El paisaje se repite en distintos puntos del Litoral: bancos de arena que emergen donde antes había paso profundo, lanchas que reducen velocidad, pescadores que recalculan recorridos y dragas que vuelven a escena. El Paraná cambia. Y cuando el Paraná cambia, el Litoral entero se inquieta.


El fenómeno tiene una explicación natural. El río Paraná es un sistema de llanura, ancho, de pendiente suave y dinámica permanente. Cuando las lluvias son intensas en la alta cuenca —Brasil y Paraguay— el caudal crece y arrastra grandes volúmenes de sedimentos: arena, limo y arcilla. Pero cuando el nivel baja, la velocidad disminuye y el material se deposita. Así nacen los bancos.


El problema es que en los últimos años las bajantes fueron históricas. Menos caudal implica menor capacidad de arrastre. La arena queda. Se acumula. Y lo que antes era un canal fluido hoy puede transformarse en obstáculo.


Las represas río arriba modifican el pulso natural de crecidas y bajantes. El dragado constante para sostener la hidrovía comercial altera la morfología del cauce. Y el cambio climático intensifica extremos: períodos prolongados de sequía seguidos por lluvias concentradas. El equilibrio natural se vuelve más frágil.
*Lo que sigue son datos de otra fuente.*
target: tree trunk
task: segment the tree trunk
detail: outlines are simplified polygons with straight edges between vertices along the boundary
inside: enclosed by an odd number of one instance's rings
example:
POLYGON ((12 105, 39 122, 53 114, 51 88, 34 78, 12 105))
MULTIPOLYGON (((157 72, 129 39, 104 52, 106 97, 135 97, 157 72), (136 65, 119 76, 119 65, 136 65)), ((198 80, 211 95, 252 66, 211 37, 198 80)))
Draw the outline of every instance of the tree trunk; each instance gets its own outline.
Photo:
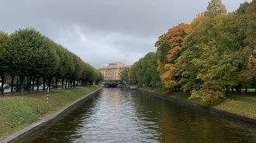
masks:
POLYGON ((45 80, 46 80, 46 79, 43 77, 43 92, 45 91, 45 80))
POLYGON ((29 76, 29 83, 28 83, 28 91, 29 91, 29 94, 31 94, 31 77, 29 76))
POLYGON ((62 90, 64 89, 64 79, 63 78, 62 80, 61 80, 61 84, 62 84, 61 85, 61 87, 62 87, 61 88, 62 88, 62 90))
POLYGON ((228 86, 226 86, 226 97, 229 96, 229 93, 230 93, 230 88, 228 87, 228 86))
POLYGON ((1 79, 2 79, 2 86, 1 86, 1 94, 4 94, 4 84, 5 84, 5 73, 1 71, 1 79))
POLYGON ((55 83, 55 87, 56 87, 56 89, 57 88, 57 80, 58 80, 57 78, 56 78, 56 83, 55 83))
POLYGON ((24 80, 24 77, 23 76, 20 76, 19 77, 19 90, 20 90, 20 95, 24 95, 24 92, 23 92, 23 80, 24 80))
POLYGON ((67 78, 66 79, 66 86, 65 86, 65 89, 67 89, 67 78))
POLYGON ((36 93, 39 93, 39 77, 36 77, 36 93))
POLYGON ((50 86, 51 86, 51 80, 53 79, 53 77, 48 77, 48 90, 50 90, 50 86))
POLYGON ((33 77, 33 78, 32 78, 32 83, 33 83, 33 85, 32 85, 32 90, 34 90, 35 77, 33 77))
POLYGON ((14 81, 14 76, 12 77, 11 93, 13 93, 13 81, 14 81))
POLYGON ((29 77, 26 77, 26 91, 29 90, 29 77))

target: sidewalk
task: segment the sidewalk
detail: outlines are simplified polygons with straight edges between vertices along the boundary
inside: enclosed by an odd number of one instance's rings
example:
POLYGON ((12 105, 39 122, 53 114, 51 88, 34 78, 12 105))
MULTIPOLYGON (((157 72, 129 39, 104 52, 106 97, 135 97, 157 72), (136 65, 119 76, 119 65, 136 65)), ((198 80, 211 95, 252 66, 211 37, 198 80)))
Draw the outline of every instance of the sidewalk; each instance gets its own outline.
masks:
MULTIPOLYGON (((62 88, 61 87, 61 88, 50 88, 50 90, 62 90, 62 88)), ((37 89, 36 88, 36 89, 34 89, 34 90, 31 90, 30 94, 36 94, 36 90, 37 90, 37 89)), ((43 89, 39 89, 38 93, 42 93, 42 92, 43 92, 43 89)), ((48 92, 47 88, 45 89, 44 92, 45 93, 48 92)), ((24 95, 29 94, 29 91, 26 91, 26 90, 23 91, 23 94, 24 94, 24 95)), ((0 97, 15 97, 15 96, 21 96, 20 92, 16 92, 16 90, 14 90, 13 93, 11 93, 11 91, 10 91, 10 92, 4 92, 3 94, 0 94, 0 97)))

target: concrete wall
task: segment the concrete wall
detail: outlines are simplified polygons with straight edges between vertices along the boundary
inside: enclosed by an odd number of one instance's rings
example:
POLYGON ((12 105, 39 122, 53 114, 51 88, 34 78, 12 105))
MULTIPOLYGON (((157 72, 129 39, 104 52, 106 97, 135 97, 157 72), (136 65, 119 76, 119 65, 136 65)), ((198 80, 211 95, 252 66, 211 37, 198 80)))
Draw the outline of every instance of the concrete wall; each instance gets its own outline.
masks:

En términos económicos, la cuestión es estratégica. El Paraná es la columna vertebral del comercio exterior argentino. Cada banco de arena que avanza no es solo un dato geográfico: es un desafío logístico, un costo adicional, una señal de vulnerabilidad.
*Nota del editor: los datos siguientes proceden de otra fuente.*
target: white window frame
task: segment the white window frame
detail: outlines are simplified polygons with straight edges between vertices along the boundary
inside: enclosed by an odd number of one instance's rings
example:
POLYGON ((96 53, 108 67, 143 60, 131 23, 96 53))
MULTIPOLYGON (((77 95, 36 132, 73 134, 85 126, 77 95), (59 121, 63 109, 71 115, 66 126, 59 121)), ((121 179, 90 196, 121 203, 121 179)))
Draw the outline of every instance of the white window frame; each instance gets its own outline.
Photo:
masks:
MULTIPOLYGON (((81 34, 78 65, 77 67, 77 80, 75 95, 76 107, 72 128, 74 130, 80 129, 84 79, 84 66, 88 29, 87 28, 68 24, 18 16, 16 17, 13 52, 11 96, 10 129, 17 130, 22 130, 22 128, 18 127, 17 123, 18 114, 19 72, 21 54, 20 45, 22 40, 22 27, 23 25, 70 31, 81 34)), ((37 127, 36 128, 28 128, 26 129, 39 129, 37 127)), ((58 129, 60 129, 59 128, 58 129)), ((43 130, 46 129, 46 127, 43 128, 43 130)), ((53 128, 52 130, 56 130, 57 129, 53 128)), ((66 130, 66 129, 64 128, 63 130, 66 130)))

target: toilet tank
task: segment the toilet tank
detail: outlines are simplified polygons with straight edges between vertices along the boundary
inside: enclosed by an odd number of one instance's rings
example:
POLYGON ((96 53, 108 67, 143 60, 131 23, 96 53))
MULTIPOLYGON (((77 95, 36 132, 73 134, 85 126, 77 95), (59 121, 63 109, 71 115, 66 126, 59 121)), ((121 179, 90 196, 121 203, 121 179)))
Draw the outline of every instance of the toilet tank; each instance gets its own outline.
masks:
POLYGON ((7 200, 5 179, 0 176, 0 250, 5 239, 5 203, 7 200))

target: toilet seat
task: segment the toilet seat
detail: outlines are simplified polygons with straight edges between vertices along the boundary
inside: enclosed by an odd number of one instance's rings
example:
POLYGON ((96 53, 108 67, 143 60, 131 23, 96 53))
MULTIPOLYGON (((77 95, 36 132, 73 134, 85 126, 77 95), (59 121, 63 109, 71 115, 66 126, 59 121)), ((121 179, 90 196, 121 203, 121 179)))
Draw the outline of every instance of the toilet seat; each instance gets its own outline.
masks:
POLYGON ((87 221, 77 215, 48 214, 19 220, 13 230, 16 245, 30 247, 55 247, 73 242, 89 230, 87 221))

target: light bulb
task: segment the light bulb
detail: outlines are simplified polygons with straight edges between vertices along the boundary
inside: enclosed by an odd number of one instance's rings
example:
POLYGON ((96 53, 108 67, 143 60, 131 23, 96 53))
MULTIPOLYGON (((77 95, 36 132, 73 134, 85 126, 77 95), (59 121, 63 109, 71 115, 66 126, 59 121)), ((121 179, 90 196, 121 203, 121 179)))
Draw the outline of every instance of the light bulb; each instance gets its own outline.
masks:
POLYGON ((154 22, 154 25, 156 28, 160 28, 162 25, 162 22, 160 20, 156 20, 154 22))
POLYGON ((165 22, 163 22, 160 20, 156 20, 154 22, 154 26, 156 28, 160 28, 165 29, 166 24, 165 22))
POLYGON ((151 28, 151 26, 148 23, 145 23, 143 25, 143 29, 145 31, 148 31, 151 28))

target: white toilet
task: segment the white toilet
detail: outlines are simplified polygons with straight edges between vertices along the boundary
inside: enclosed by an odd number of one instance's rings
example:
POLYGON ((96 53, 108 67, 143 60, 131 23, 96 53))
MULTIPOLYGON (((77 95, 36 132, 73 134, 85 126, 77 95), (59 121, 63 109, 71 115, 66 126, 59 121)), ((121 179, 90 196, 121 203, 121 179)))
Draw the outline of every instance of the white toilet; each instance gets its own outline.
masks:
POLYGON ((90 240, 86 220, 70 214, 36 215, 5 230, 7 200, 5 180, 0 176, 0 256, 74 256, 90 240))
En Corrientes, Chaco y Santa Fe lo saben bien. Cuando el río baja, afecta la pesca, el turismo, el transporte de cargas y hasta la provisión de agua potable en algunas localidades. El impacto no es simbólico: es real y cotidiano.


No se trata de si el Paraná “se llena de arena”. Se trata de entender que el río es un organismo vivo. Respira. Se expande. Se retrae. Cambia de curso. Lo hizo durante siglos y lo seguirá haciendo. La diferencia es que hoy dependemos más que nunca de su estabilidad.


¿Es capricho del clima? En parte, sí.
¿Es una advertencia sobre límites naturales y gestión humana? También.


El Paraná no es infinito.
Y cada banco de arena que emerge lo recuerda con crudeza.